|Budget Amount *help
¥2,100,000 (Direct Cost: ¥2,100,000)
Fiscal Year 1997: ¥1,000,000 (Direct Cost: ¥1,000,000)
Fiscal Year 1996: ¥1,100,000 (Direct Cost: ¥1,100,000)
Ecdysone, the insect molting hormone, penetrates into the target cells and binds to the ecdysone receptor (EcR) in the nuclei. this complex (ecdysone-EcR/USP) regulates a special set of gene expression and finally causes molts and metamorphosis of insects. I studied the molecular mechanisms of tissue differentiation during metamorphosis, mainly focused on relationship between EcR expression and the network of gene expressions induced by ecdysone. For this purpose, we first identified two isoforms of the silkworm EcR,BmEcR-A and BmEcR-B1, using by 5^1-RACE.Expression patterns of two EcR isoforms in different tissues during metamorphosis were analyzed by northern hybridization. Further, we determined the transcriptional initiation site for each EcR isoform and their flanking sequences. Interaction between these regions and putative transcription factors were studied by gel shift assay.

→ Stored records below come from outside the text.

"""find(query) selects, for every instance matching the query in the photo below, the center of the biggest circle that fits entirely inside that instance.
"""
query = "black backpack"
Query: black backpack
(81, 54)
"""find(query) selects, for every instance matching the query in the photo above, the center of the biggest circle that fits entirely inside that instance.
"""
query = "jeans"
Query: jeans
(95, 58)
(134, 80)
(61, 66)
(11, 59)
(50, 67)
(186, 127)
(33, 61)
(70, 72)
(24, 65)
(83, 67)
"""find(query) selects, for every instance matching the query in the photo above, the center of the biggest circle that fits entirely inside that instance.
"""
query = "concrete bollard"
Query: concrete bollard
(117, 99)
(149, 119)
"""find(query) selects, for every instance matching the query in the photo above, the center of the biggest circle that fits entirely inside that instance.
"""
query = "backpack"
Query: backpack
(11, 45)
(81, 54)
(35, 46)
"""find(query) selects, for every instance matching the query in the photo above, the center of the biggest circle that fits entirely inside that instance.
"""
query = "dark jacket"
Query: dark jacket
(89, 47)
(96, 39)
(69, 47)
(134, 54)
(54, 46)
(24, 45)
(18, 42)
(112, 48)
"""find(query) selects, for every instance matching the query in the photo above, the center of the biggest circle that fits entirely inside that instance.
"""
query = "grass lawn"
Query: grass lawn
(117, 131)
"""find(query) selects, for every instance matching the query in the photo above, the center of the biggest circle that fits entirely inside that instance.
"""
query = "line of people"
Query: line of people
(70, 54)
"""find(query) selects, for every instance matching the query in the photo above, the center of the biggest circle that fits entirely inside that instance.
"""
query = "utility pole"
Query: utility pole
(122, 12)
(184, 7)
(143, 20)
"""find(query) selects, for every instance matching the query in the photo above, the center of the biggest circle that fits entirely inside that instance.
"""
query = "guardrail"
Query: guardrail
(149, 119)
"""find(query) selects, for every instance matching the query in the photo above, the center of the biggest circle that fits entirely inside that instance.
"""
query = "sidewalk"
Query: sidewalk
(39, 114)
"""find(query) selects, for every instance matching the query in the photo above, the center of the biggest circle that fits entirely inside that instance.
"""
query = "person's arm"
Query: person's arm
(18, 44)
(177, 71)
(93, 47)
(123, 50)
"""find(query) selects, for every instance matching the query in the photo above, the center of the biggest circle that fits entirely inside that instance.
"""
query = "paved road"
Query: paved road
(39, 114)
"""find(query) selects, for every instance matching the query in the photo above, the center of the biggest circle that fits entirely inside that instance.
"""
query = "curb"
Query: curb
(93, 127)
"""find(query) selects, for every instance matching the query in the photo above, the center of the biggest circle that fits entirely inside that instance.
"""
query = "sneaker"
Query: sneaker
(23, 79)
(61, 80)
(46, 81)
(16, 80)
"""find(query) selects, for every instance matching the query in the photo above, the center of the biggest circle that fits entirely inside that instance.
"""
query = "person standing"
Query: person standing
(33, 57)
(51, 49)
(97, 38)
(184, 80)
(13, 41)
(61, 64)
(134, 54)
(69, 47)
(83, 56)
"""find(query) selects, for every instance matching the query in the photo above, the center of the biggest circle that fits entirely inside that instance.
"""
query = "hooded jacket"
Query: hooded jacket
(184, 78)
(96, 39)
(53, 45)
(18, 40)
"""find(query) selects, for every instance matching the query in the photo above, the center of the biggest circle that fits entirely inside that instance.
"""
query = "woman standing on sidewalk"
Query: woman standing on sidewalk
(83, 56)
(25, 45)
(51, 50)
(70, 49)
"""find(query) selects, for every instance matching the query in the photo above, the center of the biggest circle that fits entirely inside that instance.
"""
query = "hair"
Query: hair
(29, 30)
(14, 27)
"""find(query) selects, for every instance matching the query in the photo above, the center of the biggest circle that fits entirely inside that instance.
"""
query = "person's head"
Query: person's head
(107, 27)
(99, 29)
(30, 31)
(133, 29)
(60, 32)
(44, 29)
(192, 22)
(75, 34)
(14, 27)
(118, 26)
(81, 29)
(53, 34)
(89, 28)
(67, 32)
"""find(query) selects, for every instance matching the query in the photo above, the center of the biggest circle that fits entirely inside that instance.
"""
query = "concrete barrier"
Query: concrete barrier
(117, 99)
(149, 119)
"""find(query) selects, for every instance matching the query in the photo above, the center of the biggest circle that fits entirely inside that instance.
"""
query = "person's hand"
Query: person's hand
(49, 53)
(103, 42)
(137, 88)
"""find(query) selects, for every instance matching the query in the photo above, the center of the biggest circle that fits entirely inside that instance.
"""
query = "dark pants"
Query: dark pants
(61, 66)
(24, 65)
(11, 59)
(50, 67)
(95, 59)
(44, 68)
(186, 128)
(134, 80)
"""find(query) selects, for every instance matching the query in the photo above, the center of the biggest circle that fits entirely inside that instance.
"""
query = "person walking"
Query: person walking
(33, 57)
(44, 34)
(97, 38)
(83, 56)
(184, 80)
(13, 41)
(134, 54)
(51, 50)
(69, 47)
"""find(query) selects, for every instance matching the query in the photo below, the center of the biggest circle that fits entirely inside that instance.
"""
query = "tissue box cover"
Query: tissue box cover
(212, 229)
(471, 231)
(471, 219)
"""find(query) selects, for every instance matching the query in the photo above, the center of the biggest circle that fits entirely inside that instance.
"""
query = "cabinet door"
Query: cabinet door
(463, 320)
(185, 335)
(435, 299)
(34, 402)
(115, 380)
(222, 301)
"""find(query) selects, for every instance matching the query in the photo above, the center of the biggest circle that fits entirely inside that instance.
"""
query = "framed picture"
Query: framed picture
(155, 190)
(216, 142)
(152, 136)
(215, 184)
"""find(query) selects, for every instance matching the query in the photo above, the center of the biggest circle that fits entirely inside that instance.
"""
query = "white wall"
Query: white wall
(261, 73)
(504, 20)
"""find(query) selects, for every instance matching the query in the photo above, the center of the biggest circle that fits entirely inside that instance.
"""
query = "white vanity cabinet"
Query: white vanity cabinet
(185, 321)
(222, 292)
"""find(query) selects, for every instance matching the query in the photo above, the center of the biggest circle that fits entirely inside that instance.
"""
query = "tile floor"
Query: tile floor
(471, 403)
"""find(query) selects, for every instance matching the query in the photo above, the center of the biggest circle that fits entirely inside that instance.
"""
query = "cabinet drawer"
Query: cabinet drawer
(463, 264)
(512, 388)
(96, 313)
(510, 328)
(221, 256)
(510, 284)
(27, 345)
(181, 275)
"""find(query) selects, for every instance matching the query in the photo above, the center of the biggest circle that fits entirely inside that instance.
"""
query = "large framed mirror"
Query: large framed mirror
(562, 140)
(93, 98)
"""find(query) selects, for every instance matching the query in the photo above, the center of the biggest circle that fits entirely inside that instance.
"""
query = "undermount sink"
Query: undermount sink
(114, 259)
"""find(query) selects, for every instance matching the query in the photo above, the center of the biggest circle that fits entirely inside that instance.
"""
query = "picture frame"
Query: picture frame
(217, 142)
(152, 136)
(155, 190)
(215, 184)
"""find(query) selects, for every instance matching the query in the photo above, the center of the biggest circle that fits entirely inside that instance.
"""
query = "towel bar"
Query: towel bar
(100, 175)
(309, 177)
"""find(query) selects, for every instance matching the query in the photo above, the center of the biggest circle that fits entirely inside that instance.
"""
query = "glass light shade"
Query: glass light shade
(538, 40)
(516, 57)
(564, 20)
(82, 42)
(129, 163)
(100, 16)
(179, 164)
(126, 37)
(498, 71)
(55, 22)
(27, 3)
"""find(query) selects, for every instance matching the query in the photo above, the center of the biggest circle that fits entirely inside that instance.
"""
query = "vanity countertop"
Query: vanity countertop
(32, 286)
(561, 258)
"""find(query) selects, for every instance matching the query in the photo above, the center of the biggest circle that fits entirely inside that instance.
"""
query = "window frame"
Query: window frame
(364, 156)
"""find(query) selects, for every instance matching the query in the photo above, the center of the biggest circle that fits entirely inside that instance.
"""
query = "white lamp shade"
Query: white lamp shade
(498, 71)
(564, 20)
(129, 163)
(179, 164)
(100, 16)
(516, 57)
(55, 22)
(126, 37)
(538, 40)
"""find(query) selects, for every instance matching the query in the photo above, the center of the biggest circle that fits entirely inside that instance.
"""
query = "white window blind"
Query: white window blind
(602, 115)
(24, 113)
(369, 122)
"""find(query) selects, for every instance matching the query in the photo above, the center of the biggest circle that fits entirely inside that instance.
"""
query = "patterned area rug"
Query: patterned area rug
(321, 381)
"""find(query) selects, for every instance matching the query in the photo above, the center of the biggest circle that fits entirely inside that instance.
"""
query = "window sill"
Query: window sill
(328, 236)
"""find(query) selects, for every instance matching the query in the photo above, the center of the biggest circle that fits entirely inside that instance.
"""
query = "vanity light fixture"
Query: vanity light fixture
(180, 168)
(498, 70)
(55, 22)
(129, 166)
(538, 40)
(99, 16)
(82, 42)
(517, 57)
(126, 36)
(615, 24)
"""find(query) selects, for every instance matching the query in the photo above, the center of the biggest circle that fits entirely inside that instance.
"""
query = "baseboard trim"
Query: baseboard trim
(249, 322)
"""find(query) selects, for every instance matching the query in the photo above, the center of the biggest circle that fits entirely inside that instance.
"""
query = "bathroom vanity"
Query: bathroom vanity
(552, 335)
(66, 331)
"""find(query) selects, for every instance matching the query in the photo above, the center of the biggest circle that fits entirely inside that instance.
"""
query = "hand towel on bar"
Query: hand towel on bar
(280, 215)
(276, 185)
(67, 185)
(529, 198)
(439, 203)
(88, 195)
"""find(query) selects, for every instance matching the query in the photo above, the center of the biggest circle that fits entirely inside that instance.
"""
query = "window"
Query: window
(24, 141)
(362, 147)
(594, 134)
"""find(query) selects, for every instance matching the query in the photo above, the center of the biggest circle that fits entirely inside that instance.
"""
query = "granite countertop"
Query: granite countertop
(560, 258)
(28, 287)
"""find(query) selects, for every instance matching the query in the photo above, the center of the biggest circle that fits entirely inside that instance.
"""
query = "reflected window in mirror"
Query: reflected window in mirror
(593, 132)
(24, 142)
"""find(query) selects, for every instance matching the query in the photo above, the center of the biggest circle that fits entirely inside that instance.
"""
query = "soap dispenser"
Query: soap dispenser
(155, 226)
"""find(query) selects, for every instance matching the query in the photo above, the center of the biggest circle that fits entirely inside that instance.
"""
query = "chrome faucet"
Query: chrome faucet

Expression of EcR mRNA was induced by a very low dose of ecdysone (20 hydroxyecdysone). In the silkworm, Bombyx mori, BmEcR-B1 was expressed mainly during metamorphosis in most tissues only except anterior silk glands. This result is not consistent with the observation in Drosophila ; EcRB1 is predominant in larval tissues while EcRA is major in adult tissues. Thus, the relationship between developmental fate of tissues and patterns of EcR isoform expression is different in a lepidopteran insect. The start sites of transcription for BmEcR A and B1 are located more than 20kb from each other and we could not find homologous structure between them. In upstream regions of both start sites, there are initiator sequences instead of TATA box. Gel shift analysis implied that many factors are involved in transcriptional regulation and alternative promoting of BmEcR isoforms.